S--MISS LINING--THE
'PARISHIONER'S PENNYWORTH.'
The Bullers came home again. Colonel St. Quentin had retired, and when
Major Buller got the regiment, he also left the army and settled in a
pleasant neighbourhood in the south of England. As soon as Aunt Theresa
was fairly established in her new house she sent for Eleanor and me.
There was no idea of my remaining permanently. It was only a visit.
The Major (but he was a colonel now) and his wife were very little
changed. The girls, of course, had altered greatly, and so had I.

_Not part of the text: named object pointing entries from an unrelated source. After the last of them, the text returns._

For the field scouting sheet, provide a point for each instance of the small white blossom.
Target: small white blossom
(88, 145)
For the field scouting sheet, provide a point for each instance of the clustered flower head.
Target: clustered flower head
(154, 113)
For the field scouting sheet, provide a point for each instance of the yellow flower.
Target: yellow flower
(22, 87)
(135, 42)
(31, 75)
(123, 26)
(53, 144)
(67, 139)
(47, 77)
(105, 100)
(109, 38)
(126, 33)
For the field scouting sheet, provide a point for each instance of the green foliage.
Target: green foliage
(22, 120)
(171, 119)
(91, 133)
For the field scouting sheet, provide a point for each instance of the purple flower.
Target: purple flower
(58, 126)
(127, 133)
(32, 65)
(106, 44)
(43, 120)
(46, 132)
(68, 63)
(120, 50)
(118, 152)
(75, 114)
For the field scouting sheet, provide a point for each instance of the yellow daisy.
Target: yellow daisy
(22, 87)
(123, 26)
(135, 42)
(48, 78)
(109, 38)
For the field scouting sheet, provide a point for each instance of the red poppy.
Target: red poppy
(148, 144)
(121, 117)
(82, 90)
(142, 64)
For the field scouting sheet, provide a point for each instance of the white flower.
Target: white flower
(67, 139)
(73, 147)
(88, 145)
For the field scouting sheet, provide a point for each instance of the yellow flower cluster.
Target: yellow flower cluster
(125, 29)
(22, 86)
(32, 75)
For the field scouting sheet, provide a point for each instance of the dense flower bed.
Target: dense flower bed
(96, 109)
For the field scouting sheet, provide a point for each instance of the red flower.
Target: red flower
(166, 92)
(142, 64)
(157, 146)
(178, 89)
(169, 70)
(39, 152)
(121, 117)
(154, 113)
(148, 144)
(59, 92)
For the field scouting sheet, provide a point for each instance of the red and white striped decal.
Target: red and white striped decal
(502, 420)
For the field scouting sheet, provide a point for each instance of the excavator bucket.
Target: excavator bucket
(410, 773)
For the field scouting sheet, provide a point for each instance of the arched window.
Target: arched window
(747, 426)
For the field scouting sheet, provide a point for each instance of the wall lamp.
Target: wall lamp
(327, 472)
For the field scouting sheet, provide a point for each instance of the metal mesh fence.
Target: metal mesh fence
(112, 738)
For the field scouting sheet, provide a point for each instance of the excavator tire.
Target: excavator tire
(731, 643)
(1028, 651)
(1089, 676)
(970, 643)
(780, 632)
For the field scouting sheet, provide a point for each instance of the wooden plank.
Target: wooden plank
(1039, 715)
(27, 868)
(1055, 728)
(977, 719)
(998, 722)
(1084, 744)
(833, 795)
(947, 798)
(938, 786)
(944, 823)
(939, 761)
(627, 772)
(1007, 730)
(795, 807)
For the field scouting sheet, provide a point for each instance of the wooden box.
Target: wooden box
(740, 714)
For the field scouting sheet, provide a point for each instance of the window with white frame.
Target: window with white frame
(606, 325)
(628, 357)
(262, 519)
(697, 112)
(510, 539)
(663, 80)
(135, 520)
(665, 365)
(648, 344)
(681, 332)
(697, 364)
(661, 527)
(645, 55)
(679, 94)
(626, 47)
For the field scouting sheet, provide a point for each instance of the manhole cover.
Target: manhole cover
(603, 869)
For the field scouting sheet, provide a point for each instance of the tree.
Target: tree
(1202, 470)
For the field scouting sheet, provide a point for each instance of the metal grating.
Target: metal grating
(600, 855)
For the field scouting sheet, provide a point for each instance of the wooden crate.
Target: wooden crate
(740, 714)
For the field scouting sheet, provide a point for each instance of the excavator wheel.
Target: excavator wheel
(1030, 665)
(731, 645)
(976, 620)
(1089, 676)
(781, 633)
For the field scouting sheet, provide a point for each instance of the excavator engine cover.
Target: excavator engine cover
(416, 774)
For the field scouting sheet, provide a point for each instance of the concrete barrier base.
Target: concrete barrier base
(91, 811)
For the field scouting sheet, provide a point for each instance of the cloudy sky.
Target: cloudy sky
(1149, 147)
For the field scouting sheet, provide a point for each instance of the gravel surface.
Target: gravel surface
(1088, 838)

Matilda was a fashionably-dressed young lady, with a slightly frail
appearance at times, as if Nature were still revenging the old
mismanagement and neglect.
It did not need Aunt Theresa to tell us that she was her father's
favourite daughter. But it was no capricious favouritism, I am sure. I
believe Colonel Buller to have been one of those people whose hearts
have depths of tenderness that are never sounded. The Bush House
catastrophe had long ago been swept into the lumber-room of Aunt
Theresa's memory, but the tender self-reproach of Matilda's father was
still to be seen in all his care and indulgence of her.
"He'll take me anywhere," said Matilda, with affectionate pride. "He
even goes shopping with me."
We liked Matilda by far the best of the girls. Partly, no doubt, because
she was our old friend, but partly, I think, because intimacy with her
father had developed the qualities she inherited from him, and softened
others.
To our great satisfaction we discovered that gores were no enigma to
Matilda, and she and Aunt Theresa good-naturedly undertook to initiate
us into the mysteries of dressmaking.
There was an excellent opportunity. Eleanor was now eighteen, and
Matilda seventeen years old. Matilda was to "come out" at a county ball
that was to take place whilst we were with the Bullers, and Mrs.
Arkwright consented to let Eleanor go also. Hence ball dresses, and
hence also our opportunity for learning how to make them. For they were
to be made by a dressmaker in the house, and she did not reject our
assistance.
The Bullers' drawing-room was divided by folding-doors, and both
divisions now overflowed with tarlatan and trimmings; but at every fresh
inroad of callers (and they were hardly less frequent than of old) we
young ones, and yards of flounces and finery with us, were swept by Aunt
Theresa into the back drawing-room, like autumn leaves before a breeze.